Bias in research comes in many different forms and can influence your findings, perceptions and behaviour when conducting and facilitating research. While juggling the multiple components of research, it is of utmost importance that researchers are aware of bias and how it can influence user research.
We’ve handpicked six common types of bias and share our tips to overcome them:
1. Confirmation bias
Confirmation bias is when data is analysed and interpreted to confirm hypotheses and expectations. It is one of the most detrimental biases found in user research. A researcher’s role is to be a source of truth, even if the findings contradict expectations. Remember that all findings, positive or negative, are valid and should be reported on.
2. The Hawthorne effect
The Hawthorne effect occurs when participants are aware they are being observed and can result in them deviating away from natural behaviour. It is difficult but possible to mitigate against the Hawthorne effect. Clearly communicate that the research is not testing the participant in any way and that there are no right or wrong answers. Create a calm space in which participants feel relaxed and less conscious of being observed to reveal their natural behaviour.
3. Implicit bias
Implicit bias is when our stereotypes and attitudes influence how we behave and perceive others. It is a difficult form of bias to recognise. It is of paramount importance that a researcher remains neutral during the research process to provide a standard and impartial experience for every participant: a fair test. One way in which researchers can seek to remain neutral towards participants is by only collecting the essential information about participants before the session, which will reduce the potential for unconscious preconceived perceptions to surface.
4. Expectancy bias
Expectancy bias, also commonly known as observe bias is similar to the Hawthorne effect in that research participants may change their behaviour to please the researcher and provide the answers they think you want. Often, participants may seek subtle cues to suggest they are doing the right thing. This is why it is important to remain neutral in language and nonverbal behaviour. Avoid nodding or agreeing with what participants say and maintain a neutral expression.
5. Leading Language
Leading language bias is when a question or task uses certain wording or terminology that provides a hint for a particular response or behaviour. It is an easy bias to spot and overcome through practice and experience. A researcher’s script should contain open questions and be proofread by a colleague. Proofreading and piloting your research session is the best way to overcome leading language as your pilot test respondent can highlight any words that could lead them to a response.
6. Recall bias
A portion of user research requires participants to recall past events or tasks to understand how they behaved at the time. This can incur what is known as recall bias, as some memories may be more prominent than others, meaning some behaviours or events are not mentioned. Mitigate against this by applying best practice: review your questions carefully to ensure they are understood and allow participants enough time to recall long-term memories. Factor in additional time to allow for this. Use intentional silence and ask good questions to surface natural thoughts and feelings.

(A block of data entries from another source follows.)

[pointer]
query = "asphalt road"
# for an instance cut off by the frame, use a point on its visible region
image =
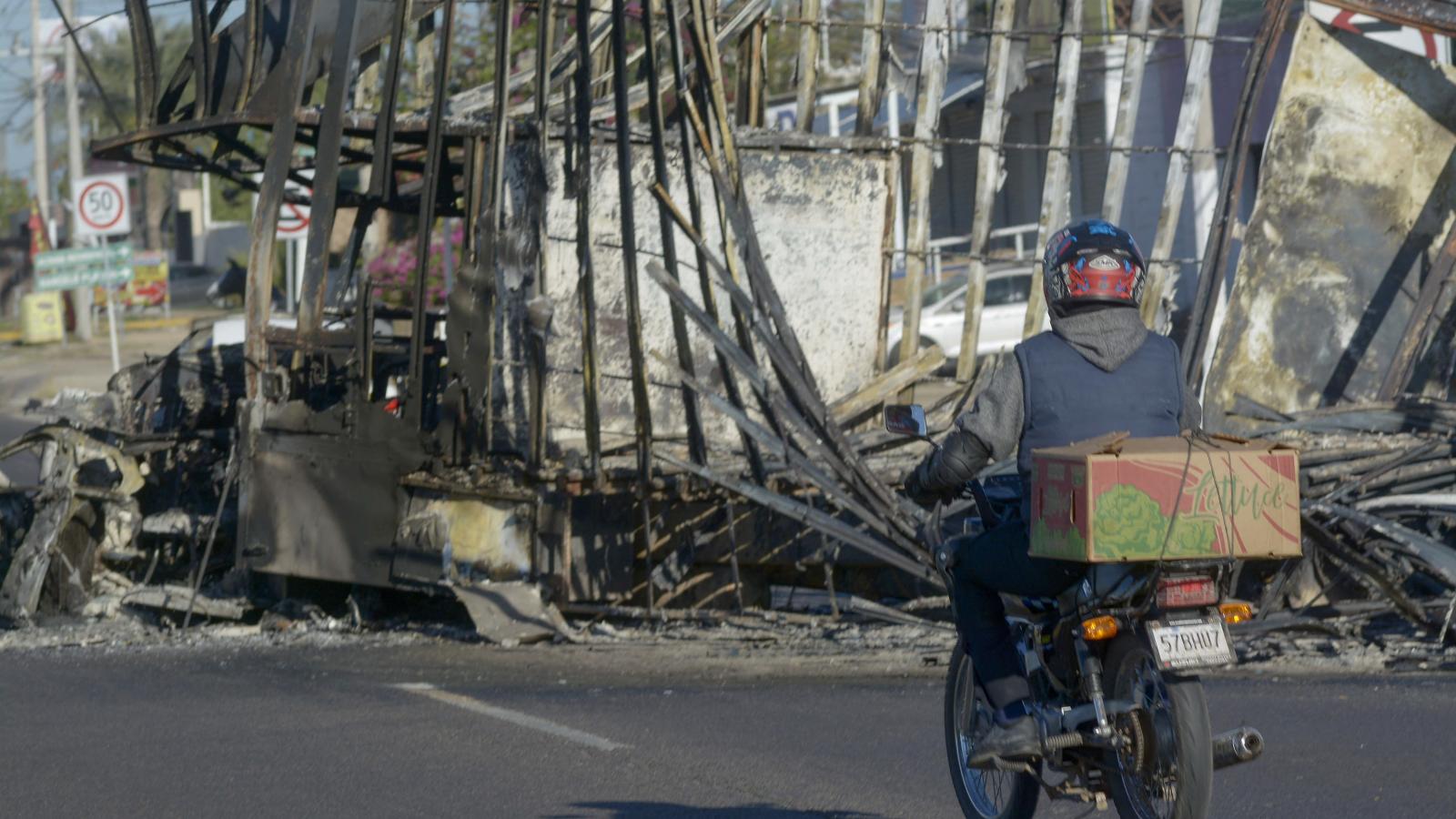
(456, 729)
(22, 468)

Becoming aware of bias and its potential to influence research is the first step to overcome it. Do not shy away from it, rather develop an awareness and understanding of it. Remember that the role of the researcher is to become a neutral observer. Step aside from personal influences, feelings and opinions. Ground findings in what is witnessed and observed.
You may find it helpful to write out all your expectations or hypotheses beforehand so you can name them and put them to one side. Later, analyse the data and refer to your expectations and hypotheses to notice any differences.